A testament to the significance of this inspiring creature, in the north of #Najran, #SaudiArabia, the largest ever camel inscription ever discovered awaits the desert’s passersby— SAPRAC (@SapracOrg) July 11, 2020
Indeed, surrounded by mystery at first glance, Al-Okhdood, and more so Najran as a whole, actually has a rich history dating back some 2,000 years. The area of Najran itself was once known for its striving Jewish communities, claiming to be descendants of the ten lost tribes of the Israelite Empire. Al-Okhdood, now abandoned, is believed to have been one of their towns. Centuries ago, it also served as a vital passing point for the “incense trade route”, where traders made their way from Yemen to the Levant, and it also witnessed a handful of conquests throughout the ages, from other civilizations and within.
But, if the history of Al-Okhdood is already well-known by locals, what new discoveries have archaeologists unearthed? Under the guidance of the Saudi Commission for Tourism and National Heritage, archaeologists continue to discover new findings, such as a few remnants such as potteries, silver, bronze, and glass, all of which now serve as small but tantalizing clues to the lifestyle of the people who were once occupants of Al-Okhdood. More recent structures such as a mosque built during the first century A.H. and a handful of houses and fences have been discovered as well, and surely more of the region’s history will be uncovered with time.
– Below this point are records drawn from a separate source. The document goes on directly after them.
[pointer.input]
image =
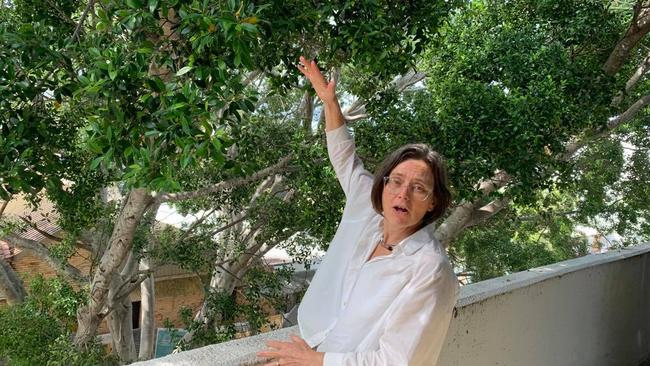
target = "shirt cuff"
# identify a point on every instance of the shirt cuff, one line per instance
(333, 359)
(339, 134)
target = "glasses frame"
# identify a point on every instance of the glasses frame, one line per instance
(409, 188)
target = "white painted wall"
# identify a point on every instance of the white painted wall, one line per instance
(589, 311)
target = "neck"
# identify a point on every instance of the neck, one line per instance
(394, 235)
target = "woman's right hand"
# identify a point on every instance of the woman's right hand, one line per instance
(326, 90)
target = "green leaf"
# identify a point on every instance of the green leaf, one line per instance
(153, 4)
(135, 4)
(95, 163)
(183, 71)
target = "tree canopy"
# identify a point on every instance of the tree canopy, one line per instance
(538, 107)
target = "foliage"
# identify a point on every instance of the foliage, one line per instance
(38, 331)
(236, 314)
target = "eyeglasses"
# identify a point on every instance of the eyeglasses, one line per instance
(394, 185)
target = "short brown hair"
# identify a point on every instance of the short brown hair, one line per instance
(440, 189)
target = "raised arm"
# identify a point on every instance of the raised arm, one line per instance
(326, 91)
(355, 180)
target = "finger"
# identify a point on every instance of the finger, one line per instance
(332, 84)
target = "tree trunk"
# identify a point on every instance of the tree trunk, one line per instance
(147, 320)
(10, 284)
(121, 327)
(119, 247)
(639, 27)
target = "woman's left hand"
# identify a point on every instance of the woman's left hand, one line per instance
(294, 353)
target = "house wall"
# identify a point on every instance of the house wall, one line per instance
(590, 311)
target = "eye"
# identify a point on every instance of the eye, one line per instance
(395, 181)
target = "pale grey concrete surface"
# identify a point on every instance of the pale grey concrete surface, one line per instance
(591, 311)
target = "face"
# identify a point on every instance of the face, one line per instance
(401, 209)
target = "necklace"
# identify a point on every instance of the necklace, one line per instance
(387, 246)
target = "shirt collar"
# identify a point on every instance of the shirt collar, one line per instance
(418, 239)
(414, 242)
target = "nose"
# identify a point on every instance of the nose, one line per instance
(404, 191)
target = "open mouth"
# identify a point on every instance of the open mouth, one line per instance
(400, 210)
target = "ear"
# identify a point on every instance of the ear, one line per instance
(431, 207)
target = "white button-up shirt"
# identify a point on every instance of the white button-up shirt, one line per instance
(390, 310)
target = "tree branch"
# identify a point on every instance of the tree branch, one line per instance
(482, 214)
(357, 110)
(613, 123)
(10, 283)
(633, 80)
(229, 184)
(638, 28)
(82, 19)
(5, 203)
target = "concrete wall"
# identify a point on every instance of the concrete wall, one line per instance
(589, 311)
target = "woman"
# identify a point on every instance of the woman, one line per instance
(385, 291)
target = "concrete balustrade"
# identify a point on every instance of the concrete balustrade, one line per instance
(589, 311)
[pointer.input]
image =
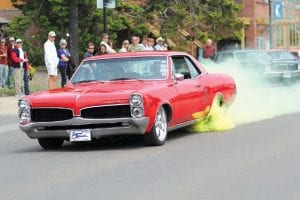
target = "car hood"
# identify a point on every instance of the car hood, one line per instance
(88, 94)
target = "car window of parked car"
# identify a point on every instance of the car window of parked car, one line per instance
(281, 55)
(194, 71)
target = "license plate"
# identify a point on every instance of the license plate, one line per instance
(80, 135)
(287, 74)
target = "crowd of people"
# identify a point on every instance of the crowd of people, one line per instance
(60, 59)
(14, 60)
(106, 45)
(14, 63)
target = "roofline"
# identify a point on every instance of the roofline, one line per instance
(135, 54)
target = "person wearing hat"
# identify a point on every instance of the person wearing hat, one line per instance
(3, 62)
(10, 47)
(51, 59)
(64, 57)
(19, 62)
(160, 46)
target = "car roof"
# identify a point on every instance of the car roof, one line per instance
(276, 50)
(136, 54)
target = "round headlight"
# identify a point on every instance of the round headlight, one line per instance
(24, 104)
(24, 117)
(137, 112)
(136, 100)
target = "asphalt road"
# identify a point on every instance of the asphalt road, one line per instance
(253, 161)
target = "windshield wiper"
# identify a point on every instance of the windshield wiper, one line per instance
(123, 78)
(84, 81)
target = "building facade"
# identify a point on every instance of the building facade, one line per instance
(7, 13)
(283, 27)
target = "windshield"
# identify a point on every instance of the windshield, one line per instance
(141, 68)
(281, 55)
(252, 55)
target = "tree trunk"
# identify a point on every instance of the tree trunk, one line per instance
(73, 30)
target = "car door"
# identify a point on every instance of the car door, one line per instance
(188, 90)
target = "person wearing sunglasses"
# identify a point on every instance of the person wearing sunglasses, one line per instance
(20, 63)
(51, 60)
(3, 62)
(89, 50)
(10, 47)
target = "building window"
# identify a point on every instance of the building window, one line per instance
(294, 38)
(279, 36)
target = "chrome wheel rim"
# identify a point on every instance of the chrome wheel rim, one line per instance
(161, 125)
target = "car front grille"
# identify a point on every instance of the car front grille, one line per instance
(104, 112)
(50, 114)
(284, 66)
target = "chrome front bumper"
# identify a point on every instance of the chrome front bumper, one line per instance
(128, 126)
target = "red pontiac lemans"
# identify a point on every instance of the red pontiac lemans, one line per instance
(148, 93)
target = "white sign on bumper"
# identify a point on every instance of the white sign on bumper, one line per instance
(80, 135)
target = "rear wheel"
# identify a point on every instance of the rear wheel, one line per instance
(159, 131)
(51, 143)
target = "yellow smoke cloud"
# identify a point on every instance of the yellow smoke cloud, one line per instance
(212, 119)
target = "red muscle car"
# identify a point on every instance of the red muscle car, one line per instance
(148, 93)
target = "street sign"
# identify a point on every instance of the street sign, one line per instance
(277, 8)
(108, 3)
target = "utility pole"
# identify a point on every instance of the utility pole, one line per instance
(270, 23)
(104, 17)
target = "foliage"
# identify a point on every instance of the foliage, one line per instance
(216, 19)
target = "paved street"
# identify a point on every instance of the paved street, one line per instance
(253, 161)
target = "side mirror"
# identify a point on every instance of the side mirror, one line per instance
(179, 77)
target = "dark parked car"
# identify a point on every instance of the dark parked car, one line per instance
(145, 93)
(285, 64)
(260, 62)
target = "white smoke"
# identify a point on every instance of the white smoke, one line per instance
(256, 98)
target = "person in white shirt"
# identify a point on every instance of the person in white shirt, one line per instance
(104, 41)
(160, 46)
(125, 46)
(51, 59)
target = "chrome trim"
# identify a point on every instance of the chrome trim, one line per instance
(136, 126)
(54, 108)
(181, 125)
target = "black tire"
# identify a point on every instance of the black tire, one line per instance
(159, 131)
(51, 143)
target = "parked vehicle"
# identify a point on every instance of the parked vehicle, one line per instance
(147, 93)
(263, 63)
(284, 65)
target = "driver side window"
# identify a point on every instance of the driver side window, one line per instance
(183, 65)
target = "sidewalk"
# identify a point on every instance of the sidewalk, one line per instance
(9, 105)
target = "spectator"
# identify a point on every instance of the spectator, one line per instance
(144, 44)
(3, 62)
(134, 46)
(150, 44)
(102, 49)
(209, 50)
(20, 63)
(105, 38)
(89, 50)
(64, 57)
(160, 44)
(10, 47)
(51, 59)
(125, 46)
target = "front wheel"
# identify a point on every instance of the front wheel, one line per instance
(50, 143)
(159, 131)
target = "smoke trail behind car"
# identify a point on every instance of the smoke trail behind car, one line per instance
(257, 99)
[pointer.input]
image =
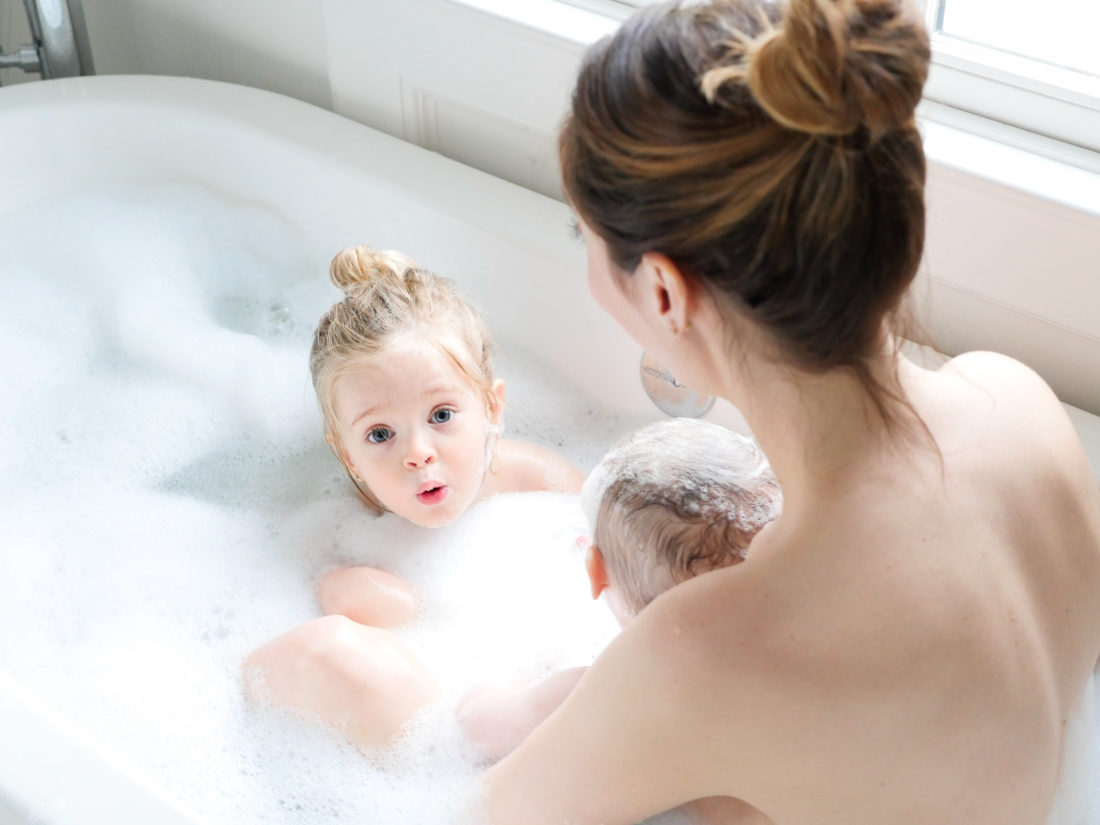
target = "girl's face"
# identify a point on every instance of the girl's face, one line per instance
(415, 430)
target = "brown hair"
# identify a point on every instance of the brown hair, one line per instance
(674, 499)
(770, 151)
(386, 296)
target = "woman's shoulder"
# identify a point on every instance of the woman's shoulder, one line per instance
(1015, 396)
(1018, 420)
(997, 371)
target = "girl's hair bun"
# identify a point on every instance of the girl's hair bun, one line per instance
(834, 67)
(356, 266)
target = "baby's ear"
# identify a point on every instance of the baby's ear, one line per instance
(596, 570)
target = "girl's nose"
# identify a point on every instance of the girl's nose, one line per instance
(419, 453)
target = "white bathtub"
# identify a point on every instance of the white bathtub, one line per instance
(328, 182)
(333, 183)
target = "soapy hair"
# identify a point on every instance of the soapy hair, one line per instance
(770, 151)
(386, 297)
(674, 499)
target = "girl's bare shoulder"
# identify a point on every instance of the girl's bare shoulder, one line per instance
(525, 468)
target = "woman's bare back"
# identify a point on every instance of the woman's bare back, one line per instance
(930, 636)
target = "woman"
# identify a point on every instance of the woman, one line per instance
(908, 640)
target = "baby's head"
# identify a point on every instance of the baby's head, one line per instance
(404, 377)
(674, 499)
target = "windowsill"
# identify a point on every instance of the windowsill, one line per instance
(954, 139)
(1012, 157)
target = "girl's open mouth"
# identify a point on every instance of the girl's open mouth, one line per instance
(432, 493)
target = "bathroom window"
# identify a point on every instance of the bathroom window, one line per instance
(1033, 66)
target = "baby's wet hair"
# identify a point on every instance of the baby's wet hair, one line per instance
(388, 297)
(674, 499)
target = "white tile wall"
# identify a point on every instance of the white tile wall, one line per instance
(474, 80)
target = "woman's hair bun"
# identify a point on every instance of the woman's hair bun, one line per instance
(355, 266)
(834, 67)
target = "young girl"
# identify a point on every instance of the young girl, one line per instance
(403, 373)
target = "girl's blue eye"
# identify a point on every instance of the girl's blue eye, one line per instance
(378, 435)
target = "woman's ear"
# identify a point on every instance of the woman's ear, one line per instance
(671, 293)
(596, 570)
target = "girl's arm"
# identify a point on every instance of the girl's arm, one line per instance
(525, 468)
(496, 721)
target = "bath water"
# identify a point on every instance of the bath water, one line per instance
(168, 504)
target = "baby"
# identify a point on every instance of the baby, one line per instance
(674, 499)
(403, 373)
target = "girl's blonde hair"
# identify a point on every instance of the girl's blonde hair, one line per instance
(387, 296)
A pottery jar containing more than 1000 antic coins, metal seals and stones with inscriptions by Ancient South Arabian script (Musnad) dating back to the first century AD was found at Al-Okhdood in Najran pic.twitter.com/VCjTezcXzw— Abdulaziz M. Alhendi (@azizalhinde) April 12, 2018
Najran also has a fascinating museum, which proudly features some of these ancient items including a bronze lion head, and for those who prefer the outdoors, the archaeological site itself now provides sitting areas and cafes to visitors.